Kennedy Beard was featured in a Charlotte magazine story earlier this year, “McCrorey Heights: The Neighborhood of Firsts.” She grew up there, and remembered it as a fun, tight-knit community. When she returned decades later as an adult, she began to learn about the pivotal role her neighbors played in civil rights history. Whereas Beard talked about the people and the community, Hanchett focused on the homes.

He shared the neighborhood’s story street by street. There are about 160 custom brick ranch homes lining those streets. He starts with Madison Avenue, the street where Counts grew up. It was also home to Charles Bell, who filed school desegregation lawsuits before Brown v. Board, and participated in bus sit-ins before Rosa Parks’ famous arrest. Reginald Hawkins lived there, too. He led a series of protests that helped desegregate establishments in the city, but he is most known for his work that partially resulted in Swann V. Charlotte-Mecklenburg Board of Education, which led to busing to desegregate schools.

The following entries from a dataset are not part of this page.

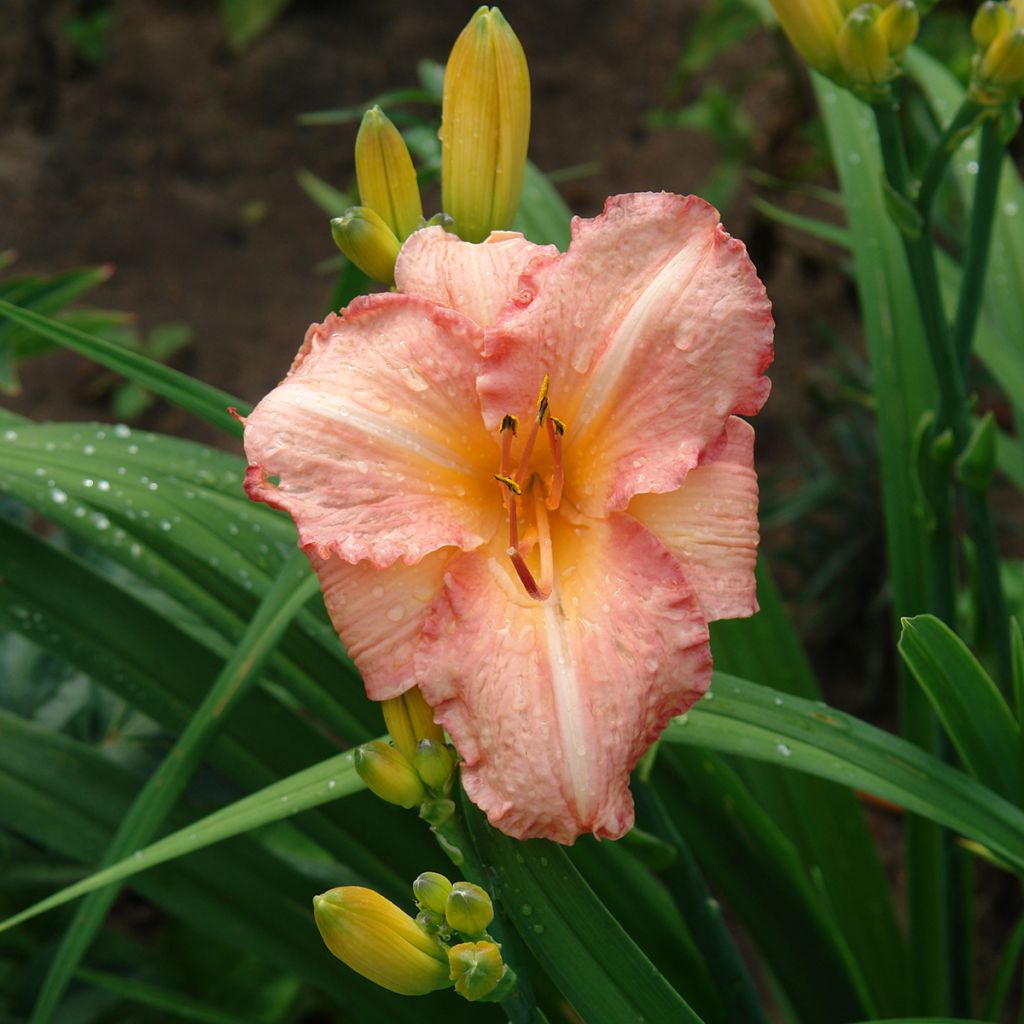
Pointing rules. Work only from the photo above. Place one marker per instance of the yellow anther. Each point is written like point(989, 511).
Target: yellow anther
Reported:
point(509, 482)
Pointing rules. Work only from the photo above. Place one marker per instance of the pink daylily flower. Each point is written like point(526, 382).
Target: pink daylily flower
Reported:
point(523, 483)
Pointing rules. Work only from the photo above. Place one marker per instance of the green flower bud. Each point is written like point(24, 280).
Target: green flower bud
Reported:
point(862, 49)
point(991, 19)
point(434, 763)
point(431, 891)
point(484, 126)
point(476, 969)
point(385, 174)
point(378, 940)
point(410, 719)
point(898, 25)
point(368, 242)
point(388, 774)
point(468, 908)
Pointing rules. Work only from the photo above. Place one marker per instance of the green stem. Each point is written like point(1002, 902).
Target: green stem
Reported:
point(964, 122)
point(979, 239)
point(702, 915)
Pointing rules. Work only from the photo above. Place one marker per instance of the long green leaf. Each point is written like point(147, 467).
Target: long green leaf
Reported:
point(329, 780)
point(295, 586)
point(595, 965)
point(756, 722)
point(969, 704)
point(208, 402)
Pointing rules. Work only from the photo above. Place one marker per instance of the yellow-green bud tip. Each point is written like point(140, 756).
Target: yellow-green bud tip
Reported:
point(863, 52)
point(380, 941)
point(388, 774)
point(991, 19)
point(476, 969)
point(431, 891)
point(898, 25)
point(368, 242)
point(468, 908)
point(385, 174)
point(484, 126)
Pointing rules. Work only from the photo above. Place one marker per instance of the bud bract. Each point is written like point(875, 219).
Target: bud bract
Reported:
point(862, 50)
point(991, 19)
point(380, 941)
point(388, 774)
point(484, 126)
point(368, 242)
point(385, 174)
point(434, 763)
point(409, 719)
point(476, 969)
point(468, 908)
point(1003, 65)
point(812, 27)
point(431, 891)
point(898, 24)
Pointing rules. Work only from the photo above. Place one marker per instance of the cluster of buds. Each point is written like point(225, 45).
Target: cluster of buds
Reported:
point(484, 132)
point(858, 45)
point(998, 66)
point(417, 768)
point(413, 956)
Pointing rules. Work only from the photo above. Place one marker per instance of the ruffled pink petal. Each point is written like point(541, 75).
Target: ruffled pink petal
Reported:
point(476, 280)
point(653, 329)
point(379, 614)
point(550, 705)
point(711, 524)
point(374, 443)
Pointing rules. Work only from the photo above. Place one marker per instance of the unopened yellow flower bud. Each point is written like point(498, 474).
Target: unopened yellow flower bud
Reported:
point(990, 20)
point(476, 969)
point(409, 719)
point(484, 126)
point(898, 25)
point(431, 890)
point(388, 774)
point(380, 941)
point(812, 27)
point(862, 50)
point(368, 242)
point(468, 908)
point(434, 763)
point(385, 174)
point(1003, 65)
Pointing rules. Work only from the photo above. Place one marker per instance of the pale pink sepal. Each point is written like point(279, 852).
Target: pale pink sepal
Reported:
point(653, 328)
point(380, 613)
point(711, 524)
point(477, 280)
point(550, 705)
point(374, 443)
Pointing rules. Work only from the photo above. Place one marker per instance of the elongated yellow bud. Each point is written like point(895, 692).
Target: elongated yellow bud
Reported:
point(990, 20)
point(385, 174)
point(484, 126)
point(368, 242)
point(468, 908)
point(380, 941)
point(812, 27)
point(898, 24)
point(388, 774)
point(862, 50)
point(476, 969)
point(410, 719)
point(1003, 65)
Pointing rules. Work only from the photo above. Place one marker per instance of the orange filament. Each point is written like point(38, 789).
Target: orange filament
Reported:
point(543, 497)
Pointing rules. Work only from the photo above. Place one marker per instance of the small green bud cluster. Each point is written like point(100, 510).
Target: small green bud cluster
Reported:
point(997, 76)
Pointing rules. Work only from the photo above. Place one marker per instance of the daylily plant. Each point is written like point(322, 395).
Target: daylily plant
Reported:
point(524, 486)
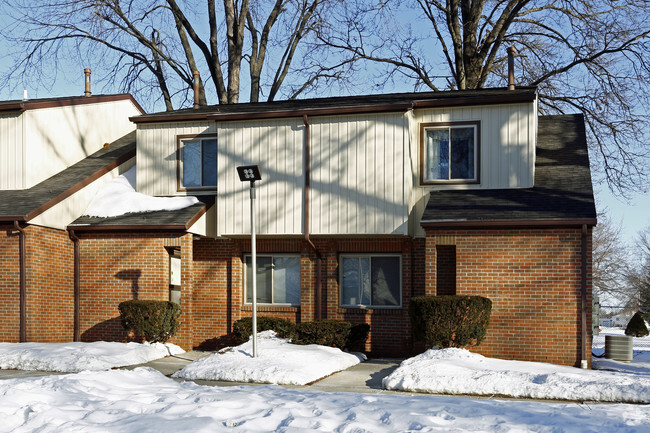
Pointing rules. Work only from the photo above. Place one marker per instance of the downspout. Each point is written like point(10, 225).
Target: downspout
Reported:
point(23, 283)
point(77, 285)
point(583, 292)
point(319, 257)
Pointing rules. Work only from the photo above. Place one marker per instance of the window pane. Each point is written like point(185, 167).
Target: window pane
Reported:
point(286, 280)
point(437, 154)
point(209, 163)
point(385, 281)
point(264, 276)
point(350, 286)
point(192, 163)
point(462, 153)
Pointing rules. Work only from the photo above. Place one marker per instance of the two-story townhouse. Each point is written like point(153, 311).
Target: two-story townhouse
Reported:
point(364, 203)
point(54, 156)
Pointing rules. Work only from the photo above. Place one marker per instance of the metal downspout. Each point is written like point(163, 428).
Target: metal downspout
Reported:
point(583, 293)
point(76, 325)
point(23, 283)
point(319, 257)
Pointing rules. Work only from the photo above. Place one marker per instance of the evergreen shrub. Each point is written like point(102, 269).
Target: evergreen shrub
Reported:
point(243, 328)
point(450, 321)
point(637, 326)
point(155, 321)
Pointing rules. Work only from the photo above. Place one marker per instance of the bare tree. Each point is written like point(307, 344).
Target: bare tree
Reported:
point(148, 46)
point(610, 263)
point(583, 55)
point(639, 275)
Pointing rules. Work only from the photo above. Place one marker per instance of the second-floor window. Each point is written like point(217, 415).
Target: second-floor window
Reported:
point(199, 162)
point(450, 152)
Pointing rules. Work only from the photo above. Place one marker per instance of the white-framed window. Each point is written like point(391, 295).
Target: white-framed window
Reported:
point(278, 279)
point(198, 162)
point(370, 280)
point(450, 152)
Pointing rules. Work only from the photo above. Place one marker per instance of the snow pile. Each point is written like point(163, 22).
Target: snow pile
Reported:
point(458, 371)
point(74, 357)
point(278, 361)
point(143, 400)
point(118, 197)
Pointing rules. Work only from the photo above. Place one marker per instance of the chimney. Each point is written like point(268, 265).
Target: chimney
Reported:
point(511, 68)
point(196, 89)
point(87, 93)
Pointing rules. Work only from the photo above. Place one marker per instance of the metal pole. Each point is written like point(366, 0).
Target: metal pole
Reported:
point(254, 255)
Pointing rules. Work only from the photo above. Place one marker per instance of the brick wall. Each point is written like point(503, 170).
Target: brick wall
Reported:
point(533, 279)
point(9, 285)
point(49, 285)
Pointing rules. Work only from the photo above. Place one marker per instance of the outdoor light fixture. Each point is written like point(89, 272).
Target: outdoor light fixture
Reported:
point(251, 173)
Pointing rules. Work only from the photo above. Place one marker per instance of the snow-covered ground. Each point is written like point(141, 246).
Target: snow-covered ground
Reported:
point(143, 400)
point(75, 357)
point(278, 362)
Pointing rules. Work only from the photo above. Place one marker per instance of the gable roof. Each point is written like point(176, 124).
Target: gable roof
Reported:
point(23, 205)
point(562, 193)
point(180, 219)
point(392, 102)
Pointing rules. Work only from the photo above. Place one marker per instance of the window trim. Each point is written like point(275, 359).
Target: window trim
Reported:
point(371, 306)
point(477, 152)
point(179, 161)
point(273, 304)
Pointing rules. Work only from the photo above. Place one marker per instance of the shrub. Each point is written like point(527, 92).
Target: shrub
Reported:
point(637, 327)
point(326, 332)
point(155, 321)
point(243, 328)
point(450, 321)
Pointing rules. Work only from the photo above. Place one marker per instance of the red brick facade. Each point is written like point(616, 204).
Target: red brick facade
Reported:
point(49, 289)
point(531, 276)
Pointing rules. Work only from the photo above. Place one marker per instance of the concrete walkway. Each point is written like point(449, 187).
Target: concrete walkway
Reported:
point(365, 377)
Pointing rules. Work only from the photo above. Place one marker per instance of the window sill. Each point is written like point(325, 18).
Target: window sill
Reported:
point(272, 308)
point(375, 311)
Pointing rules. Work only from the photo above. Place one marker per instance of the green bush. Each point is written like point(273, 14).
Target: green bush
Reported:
point(155, 321)
point(636, 327)
point(243, 328)
point(326, 332)
point(450, 321)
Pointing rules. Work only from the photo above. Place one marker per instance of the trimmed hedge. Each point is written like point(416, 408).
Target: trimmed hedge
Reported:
point(637, 327)
point(155, 321)
point(450, 321)
point(243, 328)
point(325, 332)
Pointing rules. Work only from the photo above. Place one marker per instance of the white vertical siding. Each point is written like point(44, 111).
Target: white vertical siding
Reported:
point(58, 137)
point(277, 147)
point(358, 174)
point(11, 152)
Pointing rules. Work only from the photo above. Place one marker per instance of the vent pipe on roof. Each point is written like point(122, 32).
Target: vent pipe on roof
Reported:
point(87, 93)
point(511, 68)
point(196, 89)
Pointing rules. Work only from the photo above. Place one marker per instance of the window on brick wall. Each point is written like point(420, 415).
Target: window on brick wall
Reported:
point(446, 269)
point(371, 280)
point(198, 162)
point(278, 279)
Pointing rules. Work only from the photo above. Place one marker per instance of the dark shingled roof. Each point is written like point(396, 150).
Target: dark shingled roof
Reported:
point(23, 205)
point(562, 191)
point(392, 102)
point(180, 219)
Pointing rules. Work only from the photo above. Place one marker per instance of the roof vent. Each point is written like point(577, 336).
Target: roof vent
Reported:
point(87, 93)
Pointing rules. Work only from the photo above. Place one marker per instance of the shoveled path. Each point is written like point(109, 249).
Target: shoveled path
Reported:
point(365, 377)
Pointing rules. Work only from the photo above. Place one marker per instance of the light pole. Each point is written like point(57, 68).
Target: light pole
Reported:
point(251, 173)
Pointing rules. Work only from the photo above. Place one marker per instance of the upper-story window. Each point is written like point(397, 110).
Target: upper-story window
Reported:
point(198, 162)
point(449, 152)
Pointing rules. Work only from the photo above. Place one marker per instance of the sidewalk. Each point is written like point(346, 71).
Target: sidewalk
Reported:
point(365, 377)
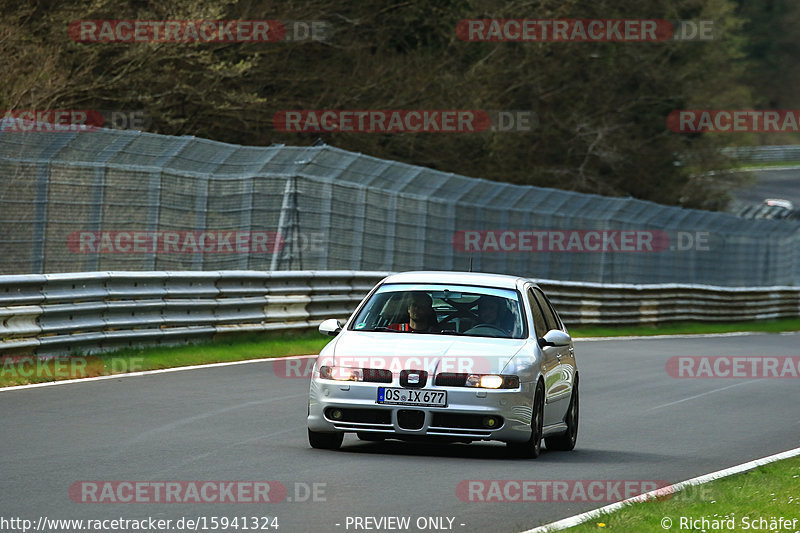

“The people stories are really important, but I look at the totality of the neighborhood,” Hanchett said.

The totality of McCrorey Heights is that this storied community deserves preservation and recognition. It deserves more than to be seen as just another neighborhood convenient to uptown, renamed to make it sound cooler and hipper to new residents, who have no connection to the sacrifices and fortitude of its previous residents.